What has upset, confused and dismayed her in recent days is the speculative nature of much of the reporting around the story, particularly about what happened to the children after they died. “I never used that word ‘dumped’,” she says again, with distress. “I just wanted those children to be remembered and for their names to go up on a plaque. That was why I did this project, and now it has taken [on] a life of its own.”

She must be thinking that “dumped” will be upsetting to the surviving mothers of those babies and children. Maybe it will – or maybe it will make them feel that at last people care? I don’t know. I do know that my mind shrinks back in horror whenever I contemplate the scene back then when a baby or child died and was then…put or placed or tossed or dumped in a pit out back, with no marker or headstone or separate grave the mother might visit.

Corless has not been contacted by anyone from any State department, asking to have access to her research. Nor has her work been corroborated by anyone else. “I would definitely be willing to share my research,” she says.

In response to Corless’s story, Minister for Children Charlie Flanagan confirmed this week that there will be a Government inquiry into all mother-and-baby homes.

Corless has proved that 796 children died while at St Mary’s in Tuam – a shameful statistic that would not have been known without her years of dedicated work. It seems clear that at least some of these children lie in the small plot of land at the back of the Dublin Road housing estate. Excavation might be the only way to be sure. “Our intention in setting up this committee was not excavation,” she says, “but I would welcome the truth.”

The 796 deaths over 36 years is the real point, not the callous disposal of the bodies…except that the callous disposal of the bodies must have been an appalling twist of the knife for the mothers.

Comments

  1. Jackie the wacky says

    Taking exception to the word “dumped” when that is exactly what you do to bodies in a an unmarked mass grave is ridiculous.

    People bury pets with more respect than the Catholic Church “buried” their victims.

    It was a hole left by an old septic tank for goodness sake! They literally dumped them in a shit-hole.

    They dumped the bodies to hide their crimes just like any other murderer would. Pretending that people owe the church any more charity than other killers of children is what is offensive.

  2. Al Dente says

    Dumped is the right word. If dead bodies are put into a tank rather than being buried then they were dumped. Mass graves are appropriate when plague, large scale natural disasters, or war have suddenly caused large numbers of deaths. That’s when the survivors need to dispose of the bodies for sanitary reasons. But 796 deaths in 36 years averages 22 deaths per year or about two per month. The home had handymen or sextons who could dig individual graves or the nuns could have hired workmen to dig graves. There was no reason why each child could not have been given an individual grave other than the indifference of the nuns.

  3. Omar Puhleez says

    I assume that the septic tank site was not consecrated ground, By the Catholic Church’s own standards, it was no place to bury the baptised. To the nuns, they appear to have been untermensch: inferiors unfit to be buried in the company of those the Church had redeemed and saved from the clutches of Satan.

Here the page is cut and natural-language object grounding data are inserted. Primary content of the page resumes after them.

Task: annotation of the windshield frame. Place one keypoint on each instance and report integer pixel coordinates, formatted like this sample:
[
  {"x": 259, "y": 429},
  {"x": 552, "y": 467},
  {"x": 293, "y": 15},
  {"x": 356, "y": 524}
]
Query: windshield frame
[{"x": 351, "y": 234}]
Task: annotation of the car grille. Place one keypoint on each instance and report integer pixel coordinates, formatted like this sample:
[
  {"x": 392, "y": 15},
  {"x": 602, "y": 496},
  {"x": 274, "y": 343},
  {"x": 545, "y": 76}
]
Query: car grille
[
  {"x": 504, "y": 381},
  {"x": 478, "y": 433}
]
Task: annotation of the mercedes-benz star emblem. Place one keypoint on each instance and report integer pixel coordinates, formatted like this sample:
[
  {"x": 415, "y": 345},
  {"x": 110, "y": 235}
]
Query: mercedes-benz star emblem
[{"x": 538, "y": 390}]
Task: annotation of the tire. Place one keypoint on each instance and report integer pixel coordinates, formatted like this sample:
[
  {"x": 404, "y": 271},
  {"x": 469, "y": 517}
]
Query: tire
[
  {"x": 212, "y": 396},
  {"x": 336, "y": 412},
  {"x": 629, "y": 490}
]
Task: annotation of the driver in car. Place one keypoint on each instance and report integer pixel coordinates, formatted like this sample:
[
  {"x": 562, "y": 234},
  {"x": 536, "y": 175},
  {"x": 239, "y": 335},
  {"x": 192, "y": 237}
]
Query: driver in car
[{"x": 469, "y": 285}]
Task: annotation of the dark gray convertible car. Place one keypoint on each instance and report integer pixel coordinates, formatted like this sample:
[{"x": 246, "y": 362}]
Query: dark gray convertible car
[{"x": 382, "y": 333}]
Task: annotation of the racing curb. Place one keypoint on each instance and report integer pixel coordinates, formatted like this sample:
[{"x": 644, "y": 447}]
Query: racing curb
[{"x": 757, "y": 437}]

  4. Seven of Mine, formerly piegasm says

    Gah of course we mustn’t make the RCC look too bad. Clearly they were just working with impossible conditions and it’s just the way things were back then and we mustn’t judge. *puke*

  5. latsot says

    I don’t care in principal what happens to bodies when they have no more life left in them. But I care in practice because other people do care, The Catholic church is chief among those people who make a big deal out of caring. They have extremely fancy rituals that they believe are really, really important. They weren’t important in these cases, though. Or the cases weren’t important to them.

    And there’s another reason I care. When a group decides that some people are worth fussing over when they’re dead and some aren’t, that group is certain to treat some people differently than others in life, too. They decided in advance that these children were going to a different place than children of ‘good’ families. Even though the notion of an afterlife is about the most idiotic thing imaginable… perhaps *because* of it,,,, that is just about the most morally bankrupt thing I can imagine. They were treated in death as they were treated in life. I strongly suspect that the callous shovelling of the bodies into cess pits bolstered their resolve to enslave children and women in the first place. It’s sure as shit how I’d go about convincing credulous people to be cruel.

    There are no kind words to be said about this. There’s no weasely argument that shit was shit back in the day. The church treated some people – and not others – in horrific ways and their disposal of those people is nothing but evidence of their disdain. It is yet another thing the Catholic church has done which is absolutely fucking disgusting. If you still harbour any sympathy for, fond memories of, or bleating, crazy nostalgia for this or any other church then let me tell you this: you are a horrible person, stop it.

  6. says

    In my world, funerals are for the living. The dead body is just that: dead matter, but it is a possibility to say goodbye, to remember (I’m used to humanist funerals).
    In the christian world, funerals are about god and the soul and eternal life. Very important if you believe.
    In both worlds those children were dumped and they and their mothers were left without the care needed to move on.
    Actually, if you think about the fact that they were all catholic and have some very specific rules about dead people, it becomes even more disgusting.

  7. johnthedrunkard says

    The number of dead was derived from the county records. Which charged Corless 4 euros for EACH listing. 796 dead children/babies, and only ONE recorded burial.

    The boys who broke through the concrete 40 years ago, reported skeletons and skulls lying randomly. So ‘dumped’ was entirely appropriate. We have no sense of how many victims were actually under the rather small slab.

    But no one investigated the site then, or since. For all we know, there might be a thousand babies, children, and mothers stuffed in that pit. Or perhaps the ‘good’ sisters just fed the babies to the pigs…

    The Tuam home is a crime scene that the Irish authorities have declined to investigate for FORTY YEARS. There should be forensic archaeologists and anthropologists on site RIGHT NOW. Ground radar and aerial surveillance teams should be checking for secret burials, not just at Tuam but at EVERY catholic institution in Ireland.